Devices of the Sixteenth Century Debtors.
By James C. Macdonald, f.s.a., Scot.
In the year 1531, a certain John Scott, residenter in the good town of
Edinburgh, was financially in a condition of chronic decrepitude. His
household goods were rapidly going to the hammer, and one creditor, bolder
than his fellows, decided to attack the impecunious personality of the
common debtor. Writs from court and messengers of the law were severally
set in motion; and on the earliest possible day one of those myrmidons
served upon the debtor personally, a writ bearing the terrible title of
“Letters of IV Forms.” The “coinless” John was therein warned that if he
failed forthwith to pay or satisfy the lawful debt, for which decreet has
gone out, he would (unless he went to prison in a peaceful way) be
declared a rebel against the King’s Majesty.
Now John reasoned with himself that payment he could not make; outlawry he
rather feared; and squalor carceris he could not endure. What was to be
done? He had heard of the horns of the Hebrew altars: how that personal
safety resulted from any manual attachment thereto. Was there some such
boon in bonny Scotland? There was Holyrood, with its sanctified abbey. It
was near; any port in such a storm.
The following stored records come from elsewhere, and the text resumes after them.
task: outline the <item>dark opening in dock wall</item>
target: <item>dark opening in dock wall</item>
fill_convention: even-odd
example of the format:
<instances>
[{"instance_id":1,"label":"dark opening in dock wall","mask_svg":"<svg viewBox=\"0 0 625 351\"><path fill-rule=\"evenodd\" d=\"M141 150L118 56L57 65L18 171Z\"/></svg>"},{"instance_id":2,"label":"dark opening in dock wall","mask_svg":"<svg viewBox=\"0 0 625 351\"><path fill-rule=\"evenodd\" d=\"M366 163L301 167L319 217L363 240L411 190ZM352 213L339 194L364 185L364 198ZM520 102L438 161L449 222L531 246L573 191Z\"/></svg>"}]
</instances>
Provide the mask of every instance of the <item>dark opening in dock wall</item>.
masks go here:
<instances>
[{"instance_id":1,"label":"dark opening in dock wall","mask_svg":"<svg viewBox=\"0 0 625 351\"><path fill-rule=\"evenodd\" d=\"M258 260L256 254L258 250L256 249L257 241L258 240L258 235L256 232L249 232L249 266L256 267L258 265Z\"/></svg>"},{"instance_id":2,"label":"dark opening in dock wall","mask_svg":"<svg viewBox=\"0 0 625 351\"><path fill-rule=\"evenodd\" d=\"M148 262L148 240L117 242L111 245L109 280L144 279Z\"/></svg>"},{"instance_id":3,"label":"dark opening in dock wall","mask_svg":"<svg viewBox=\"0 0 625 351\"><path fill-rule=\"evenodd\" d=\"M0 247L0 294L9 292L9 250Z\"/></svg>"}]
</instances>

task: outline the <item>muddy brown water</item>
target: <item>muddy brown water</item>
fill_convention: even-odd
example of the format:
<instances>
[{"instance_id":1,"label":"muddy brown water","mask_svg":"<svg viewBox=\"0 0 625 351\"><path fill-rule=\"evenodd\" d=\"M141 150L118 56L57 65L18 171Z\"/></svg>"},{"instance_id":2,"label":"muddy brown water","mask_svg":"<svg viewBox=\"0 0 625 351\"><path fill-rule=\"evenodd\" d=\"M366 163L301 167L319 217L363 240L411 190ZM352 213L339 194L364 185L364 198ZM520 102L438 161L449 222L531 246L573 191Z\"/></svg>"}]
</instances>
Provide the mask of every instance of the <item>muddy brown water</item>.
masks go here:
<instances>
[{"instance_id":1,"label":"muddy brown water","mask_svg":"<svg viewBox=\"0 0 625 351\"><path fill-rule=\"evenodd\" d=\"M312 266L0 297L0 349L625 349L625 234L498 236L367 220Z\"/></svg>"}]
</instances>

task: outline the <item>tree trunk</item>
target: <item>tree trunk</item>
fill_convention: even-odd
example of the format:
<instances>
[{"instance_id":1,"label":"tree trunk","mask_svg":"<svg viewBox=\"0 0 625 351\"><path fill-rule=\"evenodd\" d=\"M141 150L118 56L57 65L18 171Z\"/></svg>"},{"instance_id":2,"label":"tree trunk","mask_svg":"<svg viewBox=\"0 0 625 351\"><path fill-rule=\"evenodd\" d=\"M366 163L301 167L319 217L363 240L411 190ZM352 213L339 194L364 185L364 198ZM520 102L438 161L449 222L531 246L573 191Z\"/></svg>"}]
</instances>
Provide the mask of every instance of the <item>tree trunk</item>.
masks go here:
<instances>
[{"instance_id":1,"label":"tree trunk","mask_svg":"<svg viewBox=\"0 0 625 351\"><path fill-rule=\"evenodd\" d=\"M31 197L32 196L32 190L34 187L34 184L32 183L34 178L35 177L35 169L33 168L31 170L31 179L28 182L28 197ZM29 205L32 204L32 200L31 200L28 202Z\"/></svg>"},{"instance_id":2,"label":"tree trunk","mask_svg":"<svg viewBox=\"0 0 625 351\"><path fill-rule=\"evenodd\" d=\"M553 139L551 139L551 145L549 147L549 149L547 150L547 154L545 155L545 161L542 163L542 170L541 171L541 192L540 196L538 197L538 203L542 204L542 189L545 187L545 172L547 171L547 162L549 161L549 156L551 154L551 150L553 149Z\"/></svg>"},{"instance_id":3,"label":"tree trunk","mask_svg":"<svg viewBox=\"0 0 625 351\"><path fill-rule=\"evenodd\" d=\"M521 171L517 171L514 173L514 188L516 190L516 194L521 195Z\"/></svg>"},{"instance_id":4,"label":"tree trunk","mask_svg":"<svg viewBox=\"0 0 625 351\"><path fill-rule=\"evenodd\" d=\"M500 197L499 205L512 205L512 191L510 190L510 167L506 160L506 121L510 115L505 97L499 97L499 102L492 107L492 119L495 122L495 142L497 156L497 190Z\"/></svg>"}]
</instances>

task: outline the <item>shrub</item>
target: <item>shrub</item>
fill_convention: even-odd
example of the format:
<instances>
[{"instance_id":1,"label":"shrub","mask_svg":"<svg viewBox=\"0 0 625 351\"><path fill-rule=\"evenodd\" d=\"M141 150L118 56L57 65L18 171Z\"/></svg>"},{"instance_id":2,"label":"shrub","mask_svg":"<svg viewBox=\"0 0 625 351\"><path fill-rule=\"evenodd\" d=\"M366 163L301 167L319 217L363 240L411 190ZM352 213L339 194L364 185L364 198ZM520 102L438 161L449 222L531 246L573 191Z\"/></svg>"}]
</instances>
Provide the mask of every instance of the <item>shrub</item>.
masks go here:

Down the Canongate, and straight to
the sanctuary he ran—all to the manifest loss, injury, and damage of his
creditors who followed, having got wind of this unique hegira from the
red-nosed city guard. In vain the creditors pleaded; equally in vain were
their threats. The canny Scot was warranted safe and skaithless against
Annoyed at his debtor’s immunity from arrest, chagrined that any money
John possessed had now been further dissipated in the Abbey admission dues
to its protection giving portals—each creditor turned sadly to his “buiks
of Compts” and superscribed over against John Scott’s name the expressive
legend “bad debt.” And this John Scott became the forerunner, de facto,
of a long line of “distressed” persons. Nay more, he secured an
immortality as lasting as that of the sovereign whose solemnly sounding
“Letters of IV Forms,” he spurned and left unanswered.
A generation later, and another new way of paying old debts is placed on
record. To balance international honours it is of Anglican origin.
Scoggan, the jester of the Elizabethan court, falls into financial
distress. He borrows £500 from the Queen—mirabile dictu. Only a fool
would have tried such a thing. It was put down as a “short loan,” but it
soon became clear to the royal lender that its longevity would outlast her
reign. To all demands the clownish borrower smilingly cried “long live the
queen,” until at last his existence as court fool was in danger of being
ended. But he would rather die than be evicted; and die he did. He became,
theatrically speaking, defunct.
The late Scoggan was accordingly borne, to solemn music, past the royal
garden; and the queen, seeing the mournful show—and knowing nought of its
hollowness—asked whose it was. “Scoggan, Your Majesty,” was the reply.
“Poor fellow,” she exclaimed, “the £500 he owed me I now freely forgive.”
Whereupon the “defunct” sat up and declared that the royal generosity had
given him a new lease of life. “Thou rogue,” said the queen, “thou art
more rogue than fool. Thou hast improved upon the plan of that John Scott,
who, in the reign of my late cousin of Scotland, as Sir James Melvil tells
me, got rid of the oldest debt and the longest loan.”